Government Interests and Concerns
Independent economist Lee Heng Guie said while increased market accessibility and lower tariff barriers would enhance trade, the extent to which the Malaysian government is willing to compromise on its interests in areas such as government procurement, affirmative action policies, state-owned enterprises (SOEs) and investor state dispute settlement remains unclear.
Benefits to the People
Malaysian consumers will see lower prices of goods and services as there will be varied influx in the domestic market, it will also compel companies here to increase the quality of their goods and services while lowering prices, as competition increases. No doubt some companies that are unable to compete in terms of efficiency, quality and productivity, will fold under increase competitive pressure.
TPP Impact on Industries
The sectors that stand to benefit from the TPP agreement are electrical and electronics (E&E), rubber, palm oil, timber and automotive components due to lower tariffs on exports to US.

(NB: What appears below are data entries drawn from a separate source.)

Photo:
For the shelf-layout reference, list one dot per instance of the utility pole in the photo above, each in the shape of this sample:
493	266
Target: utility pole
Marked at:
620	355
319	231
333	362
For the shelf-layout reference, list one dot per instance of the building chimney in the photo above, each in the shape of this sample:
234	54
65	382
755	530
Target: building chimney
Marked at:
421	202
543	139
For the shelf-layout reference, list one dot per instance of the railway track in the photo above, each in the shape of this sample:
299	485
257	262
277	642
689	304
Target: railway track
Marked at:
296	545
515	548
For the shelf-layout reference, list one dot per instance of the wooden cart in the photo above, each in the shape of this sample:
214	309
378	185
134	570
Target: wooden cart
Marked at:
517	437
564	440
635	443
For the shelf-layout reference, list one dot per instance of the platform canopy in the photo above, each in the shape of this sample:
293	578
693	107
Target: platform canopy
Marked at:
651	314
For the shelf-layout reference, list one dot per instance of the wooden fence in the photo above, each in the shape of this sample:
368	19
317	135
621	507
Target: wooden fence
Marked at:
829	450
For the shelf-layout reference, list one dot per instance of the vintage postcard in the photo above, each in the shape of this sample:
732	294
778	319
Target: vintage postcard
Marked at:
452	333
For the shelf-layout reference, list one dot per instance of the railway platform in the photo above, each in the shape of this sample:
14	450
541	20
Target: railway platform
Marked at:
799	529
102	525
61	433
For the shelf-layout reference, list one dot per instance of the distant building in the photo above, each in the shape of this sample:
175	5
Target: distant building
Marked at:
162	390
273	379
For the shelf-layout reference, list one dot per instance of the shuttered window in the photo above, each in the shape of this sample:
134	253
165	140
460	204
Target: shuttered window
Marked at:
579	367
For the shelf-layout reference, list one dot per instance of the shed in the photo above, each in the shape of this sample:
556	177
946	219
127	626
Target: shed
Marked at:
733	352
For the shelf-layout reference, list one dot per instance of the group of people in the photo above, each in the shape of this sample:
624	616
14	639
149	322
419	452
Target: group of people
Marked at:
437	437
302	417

TPP poses a risk to all drug makers based in Malaysia as TPP agreement will extend the exclusivity period of new drugs. Not only will generic drug producers from Malaysia suffer, so too will consumers, as longer patent protection will result in higher drug prices and longer waiting period for cheaper, generic drugs.
Proton, our national car, may also lose their market share due to increased competition posed by carmakers from the US.